Research on the negative effects of meditation
We recently reviewed evidence concerning negative side effects of meditation and concluded that taken together, “these studies and – to some extent also the media reports – indicate that negative, adverse or unwanted effects of meditation do occur. Moreover, they highlight that scientifically little is known about what causes such negative effects and what factors may increase their prevalence.”
Our conclusion was based on relatively sparse empirical evidence and our consideration of this evidence highlighted the paucity of research. Thus, this new study by Matthew Hirshberg and co-authors, from Richard Davidson’s group at the Center for Healthy Minds is timely and very welcome. It goes beyond the primarily anecdotal evidence published in diverse media outlets and significantly deepens the discussion on this topic.
Their study was recently published on PsyArXiv, the preprint server for psychological science. We should, thus, keep in mind that it still awaits peer review, i.e. hasn’t undergone full scrutiny by scientific experts. Nevertheless, the results are important and may be helpful in discussions on the topic.

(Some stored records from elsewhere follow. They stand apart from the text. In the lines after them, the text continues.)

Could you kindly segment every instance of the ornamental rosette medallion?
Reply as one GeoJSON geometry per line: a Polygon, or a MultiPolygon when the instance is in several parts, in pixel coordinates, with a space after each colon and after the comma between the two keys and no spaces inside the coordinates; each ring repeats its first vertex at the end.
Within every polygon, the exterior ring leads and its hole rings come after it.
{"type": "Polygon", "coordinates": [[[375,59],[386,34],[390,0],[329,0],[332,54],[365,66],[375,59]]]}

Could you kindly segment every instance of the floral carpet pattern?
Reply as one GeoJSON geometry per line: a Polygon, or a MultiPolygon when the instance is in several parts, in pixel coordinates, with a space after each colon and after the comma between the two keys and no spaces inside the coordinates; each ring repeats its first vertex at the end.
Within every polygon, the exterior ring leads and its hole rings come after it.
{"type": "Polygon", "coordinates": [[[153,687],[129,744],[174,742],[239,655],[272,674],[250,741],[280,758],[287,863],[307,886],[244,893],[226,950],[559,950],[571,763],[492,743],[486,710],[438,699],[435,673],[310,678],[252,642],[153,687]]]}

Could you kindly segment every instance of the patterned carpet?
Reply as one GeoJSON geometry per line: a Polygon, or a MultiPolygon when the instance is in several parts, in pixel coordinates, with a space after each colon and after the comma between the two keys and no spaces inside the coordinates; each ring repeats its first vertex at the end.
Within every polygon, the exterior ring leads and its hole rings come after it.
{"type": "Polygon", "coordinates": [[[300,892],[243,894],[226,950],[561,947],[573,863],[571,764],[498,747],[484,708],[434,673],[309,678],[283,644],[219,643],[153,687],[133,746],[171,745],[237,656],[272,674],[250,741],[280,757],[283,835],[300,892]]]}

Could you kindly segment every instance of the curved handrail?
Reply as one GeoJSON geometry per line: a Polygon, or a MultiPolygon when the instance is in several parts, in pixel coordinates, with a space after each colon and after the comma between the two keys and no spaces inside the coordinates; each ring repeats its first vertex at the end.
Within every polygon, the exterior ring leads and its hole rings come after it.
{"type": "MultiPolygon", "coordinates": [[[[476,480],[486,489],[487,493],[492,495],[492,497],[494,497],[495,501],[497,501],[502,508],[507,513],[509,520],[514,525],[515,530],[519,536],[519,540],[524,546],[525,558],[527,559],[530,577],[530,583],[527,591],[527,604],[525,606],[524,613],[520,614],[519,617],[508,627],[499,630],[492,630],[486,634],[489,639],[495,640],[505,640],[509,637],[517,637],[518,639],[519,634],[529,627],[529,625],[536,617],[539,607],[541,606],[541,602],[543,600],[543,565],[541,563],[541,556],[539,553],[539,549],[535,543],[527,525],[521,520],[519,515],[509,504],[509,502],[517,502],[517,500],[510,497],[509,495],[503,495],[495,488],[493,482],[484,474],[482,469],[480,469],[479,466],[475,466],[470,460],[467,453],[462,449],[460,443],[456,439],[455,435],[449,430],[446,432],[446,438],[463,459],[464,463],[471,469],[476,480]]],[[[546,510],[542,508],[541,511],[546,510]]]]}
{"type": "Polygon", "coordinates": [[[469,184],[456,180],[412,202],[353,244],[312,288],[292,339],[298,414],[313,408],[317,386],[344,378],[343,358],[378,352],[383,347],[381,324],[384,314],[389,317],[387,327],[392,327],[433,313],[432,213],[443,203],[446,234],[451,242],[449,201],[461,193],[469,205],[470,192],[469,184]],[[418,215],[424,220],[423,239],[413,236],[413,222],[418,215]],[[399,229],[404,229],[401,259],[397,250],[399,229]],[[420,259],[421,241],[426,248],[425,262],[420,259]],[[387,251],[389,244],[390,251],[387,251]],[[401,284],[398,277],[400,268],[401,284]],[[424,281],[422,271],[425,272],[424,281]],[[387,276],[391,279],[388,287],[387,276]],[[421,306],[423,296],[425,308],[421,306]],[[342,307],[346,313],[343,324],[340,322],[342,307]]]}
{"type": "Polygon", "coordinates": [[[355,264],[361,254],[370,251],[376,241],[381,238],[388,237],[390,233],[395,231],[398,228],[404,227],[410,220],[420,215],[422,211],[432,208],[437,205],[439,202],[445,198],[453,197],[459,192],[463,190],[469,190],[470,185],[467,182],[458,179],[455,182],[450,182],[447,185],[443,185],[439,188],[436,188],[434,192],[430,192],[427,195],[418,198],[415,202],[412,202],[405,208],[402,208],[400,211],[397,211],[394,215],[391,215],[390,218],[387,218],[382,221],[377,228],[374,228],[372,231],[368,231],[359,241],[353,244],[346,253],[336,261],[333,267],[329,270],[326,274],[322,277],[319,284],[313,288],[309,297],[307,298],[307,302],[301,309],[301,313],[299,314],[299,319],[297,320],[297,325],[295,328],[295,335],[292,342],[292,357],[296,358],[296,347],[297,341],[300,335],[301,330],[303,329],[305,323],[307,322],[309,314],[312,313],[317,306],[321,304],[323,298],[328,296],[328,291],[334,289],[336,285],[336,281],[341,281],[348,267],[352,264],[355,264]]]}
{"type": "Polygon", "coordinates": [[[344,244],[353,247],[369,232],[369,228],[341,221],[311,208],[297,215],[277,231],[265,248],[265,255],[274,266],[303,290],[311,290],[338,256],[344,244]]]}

Looking for harm in mindfulness meditation
The researchers analysed an observational dataset (2155 participants) from community-based mindfulness-based stress reduction (MBSR) classes, and from three randomised controlled studies that included 156 MBSR participants and 118 participants in waitlist control groups.
When considering potentially negative effects of MBSR, the authors defined harm as outcomes that are worse than would have been expected had no treatment taken place.
In total, 44 comparisons using 22 different estimates of harm were calculated. Considering the underlying statistics, there was a 90% likelihood to find at least one significant indicator of harm purely by chance. Despite these odds, the researchers found not a single significant indicator of harm. Quite to the contrary, in half of the comparisons significantly lower rates of harm were found than without treatment. This harm-preventing effect of MBSR – of course – reflects the well-known positive impact of MBSR in reducing psychological deficits (e.g. stress, anxiety, depression).
MBSR appears to reduce harm
These results show that mindfulness meditation is not harmful. MBSR is more likely to reduce harm (that’s why it is called stress reduction), rather than induce harm.
However, the authors acknowledge that this study only captures a small fraction of the rich universe of different meditation approaches. It does not invalidate concerns about adverse meditation effects from practices that extend beyond the relatively brief, manualised MBSR programme. In particular, they point out that their research “does not shed light on the potential for deleterious outcomes during intensive mediation practice (e.g., intensive retreat).”